Apply the gravitational search from Gravitational Search Algorithm (GSA) to the population’s positions (pop.positions).

:param population poppopulation.

It is a population object.

Parameters:

  • gravity (float) – optional. It is the initial gravitational value. The default is 1.0.

  • alpha (float) – optional. It is the gravitational damping ratio. The default is 0.02.

Returns:

None.

customhys.operators.central_force_dynamic(pop, gravity=0.001, alpha=0.01, beta=1.5, dt=1.0)[source]

Apply the central force dynamic from Central Force Optimisation (CFO) to the population’s positions (pop.positions).

Parameters:

  • pop (population) – population.

  • gravity (float) – optional. It is the gravitational constant. The default is 0.001.

  • alpha (float) – optional. It is the power mass factor. The default is 0.01.

  • beta (float) – optional. It is the power distance factor. The default is 1.5.

  • dt (float) – optional. It is the time interval between steps. The default is 1.0.

Returns:

None.

customhys.operators.spiral_dynamic(pop, radius=0.9, angle=22.5, sigma=0.1)[source]

Apply the spiral dynamic from Stochastic Spiral Optimisation (SSO) to the population’s positions (pop.positions).

Parameters:

  • pop (population) – population. It is a population object.

  • radius (float) – optional. It is the convergence rate. The default is 0.9.

  • angle (float) – optional. Rotation angle (in degrees). The default is 22.5 (degrees).

  • sigma (float) – optional. Variation of random radii. The default is 0.1. Note: if sigma equals 0.0, the operator corresponds to that from the Deterministic Spiral Algorithm.

Returns:

None.

customhys.operators.genetic_mutation(pop, scale=1.0, elite_rate=0.1, mutation_rate=0.25, distribution='uniform')[source]

Apply the genetic mutation from Genetic Algorithm (GA) to the population’s positions (pop.positions).

Parameters:

  • pop (population) – population. It is a population object.

  • scale (float) – optional. It is the scale factor of the mutations. The default is 1.0.

:param float elite_rateoptional.

It is the proportion of population to preserve. The default is 0.1.

Parameters:

  • mutation_rate (float) – optional. It is the proportion of population to mutate. The default is 0.25.

  • distribution (str) – optional. It indicates the random distribution that power the mutation. There are only two distribution available: ‘uniform’, ‘gaussian’, and ‘levy’. The default is ‘uniform’.

Returns:

None.

customhys.operators.genetic_crossover(pop, pairing='rank', crossover='blend', mating_pool_factor=0.4)[source]

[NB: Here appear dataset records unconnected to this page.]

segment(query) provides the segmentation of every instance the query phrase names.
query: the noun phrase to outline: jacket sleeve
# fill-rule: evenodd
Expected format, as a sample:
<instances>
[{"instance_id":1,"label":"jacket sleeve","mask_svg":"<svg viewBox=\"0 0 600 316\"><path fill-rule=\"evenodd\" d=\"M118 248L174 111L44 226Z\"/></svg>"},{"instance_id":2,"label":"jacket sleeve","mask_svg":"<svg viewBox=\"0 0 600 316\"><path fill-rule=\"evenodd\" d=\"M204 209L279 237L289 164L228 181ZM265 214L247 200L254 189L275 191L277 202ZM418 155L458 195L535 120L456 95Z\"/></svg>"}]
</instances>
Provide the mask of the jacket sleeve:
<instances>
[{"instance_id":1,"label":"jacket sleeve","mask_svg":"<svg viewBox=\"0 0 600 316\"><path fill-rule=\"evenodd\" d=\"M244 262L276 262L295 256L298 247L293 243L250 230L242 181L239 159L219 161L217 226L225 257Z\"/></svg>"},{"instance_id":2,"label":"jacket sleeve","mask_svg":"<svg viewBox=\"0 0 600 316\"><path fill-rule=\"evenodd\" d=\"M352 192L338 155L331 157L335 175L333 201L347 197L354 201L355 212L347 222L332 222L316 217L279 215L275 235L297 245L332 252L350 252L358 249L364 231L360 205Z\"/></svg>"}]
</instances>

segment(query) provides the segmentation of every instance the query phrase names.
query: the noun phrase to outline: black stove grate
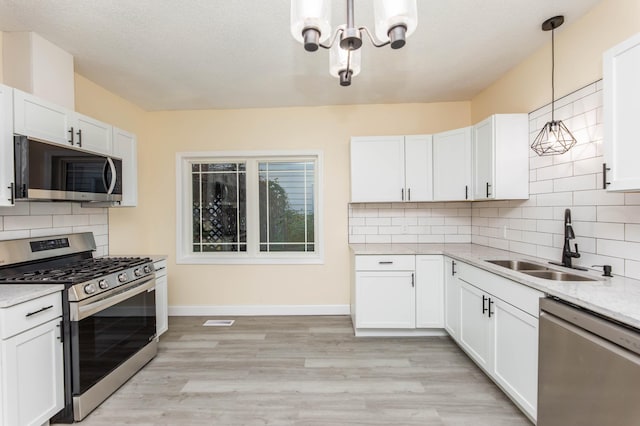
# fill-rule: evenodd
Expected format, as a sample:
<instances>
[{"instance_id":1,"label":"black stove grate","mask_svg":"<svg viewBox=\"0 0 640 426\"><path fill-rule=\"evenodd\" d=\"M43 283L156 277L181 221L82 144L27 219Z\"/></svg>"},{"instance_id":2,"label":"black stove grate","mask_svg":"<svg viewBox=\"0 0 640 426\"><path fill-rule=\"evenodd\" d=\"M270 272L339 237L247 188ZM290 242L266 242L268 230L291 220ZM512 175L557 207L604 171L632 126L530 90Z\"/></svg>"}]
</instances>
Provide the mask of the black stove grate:
<instances>
[{"instance_id":1,"label":"black stove grate","mask_svg":"<svg viewBox=\"0 0 640 426\"><path fill-rule=\"evenodd\" d=\"M0 283L28 284L46 282L51 284L73 284L143 265L150 261L151 259L142 257L99 257L72 261L68 264L58 264L52 268L42 268L38 264L33 264L33 267L27 270L0 276Z\"/></svg>"}]
</instances>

Apply the genetic crossover from Genetic Algorithm (GA) to the population’s positions (pop.positions).

Parameters:

  • pop (population) – population. It is a population object.

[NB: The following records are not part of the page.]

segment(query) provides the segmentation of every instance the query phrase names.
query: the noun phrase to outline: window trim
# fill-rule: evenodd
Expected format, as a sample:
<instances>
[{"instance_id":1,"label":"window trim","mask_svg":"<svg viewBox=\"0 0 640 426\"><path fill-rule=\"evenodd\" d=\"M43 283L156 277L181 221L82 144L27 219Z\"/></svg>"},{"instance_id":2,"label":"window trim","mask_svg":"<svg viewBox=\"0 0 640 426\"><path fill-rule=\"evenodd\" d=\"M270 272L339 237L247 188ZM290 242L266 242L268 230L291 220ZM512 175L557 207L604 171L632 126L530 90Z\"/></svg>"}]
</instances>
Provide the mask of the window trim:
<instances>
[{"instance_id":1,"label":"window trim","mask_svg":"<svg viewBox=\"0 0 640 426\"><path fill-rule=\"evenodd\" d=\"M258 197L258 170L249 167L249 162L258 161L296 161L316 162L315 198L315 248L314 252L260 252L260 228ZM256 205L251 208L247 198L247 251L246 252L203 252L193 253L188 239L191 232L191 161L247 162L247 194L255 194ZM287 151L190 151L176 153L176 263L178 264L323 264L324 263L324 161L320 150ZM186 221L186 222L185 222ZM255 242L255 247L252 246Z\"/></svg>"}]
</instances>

  • pairing (str) – optional. It indicates which pairing scheme to employ. Pairing schemes available are: ‘cost’ (Roulette Wheel or Cost Weighting), ‘rank’ (Rank Weighting), ‘tournament’, ‘random’, and ‘even-odd’. When tournament is chosen, tournament size (tp) and probability (tp) can be encoded such as ‘tournament_{ts}_{tp}’, {ts} and {tp}. Writing only ‘tournament’ is similar to specify ‘tournament_3_100’. The default is ‘rank’.

  • crossover (str) –

    optional. It indicates which crossover scheme to employ. Crossover schemes available are: ‘single’, ‘two’, ‘uniform’, ‘blend’, and ‘linear’. Likewise ‘tournament’ pairing, coefficients of ‘linear’ can be enconded such as ‘linear_{coeff1}_{coeff2}’ where the offspring is determined as follows:

    offspring = coeff1 * father + coeff2 * mother

    The default is ‘blend’.

  • mating_pool_factor (float) – optional. It indicates the proportion of population to disregard. The default is 0.4.

Returns:

None.

customhys.operators.linear_system(pop, matrix=None, dt=0.1, offset='globalbest', noise=0.0)[source]
Linear-affine update using a Forward Euler approximation of the continuous-time system:

x’ = x @ A_i + c_i, with A_i = (M_i - I)/dt and c_i = b_i/dt

so that a forward-Euler step matches the discrete map x_{t+1} ≈ x_t @ M_i + b_i.

Supports per-agent matrices:

  • matrix.shape == (D, D): same matrix for all agents

  • matrix.shape == (A, D, D): distinct matrix per agent

The target equilibrium x* is chosen from offset (“subpopmean” or “globalbest”) and the affine term per agent is set to b_i = x* @ (I - M_i) (row-vector convention).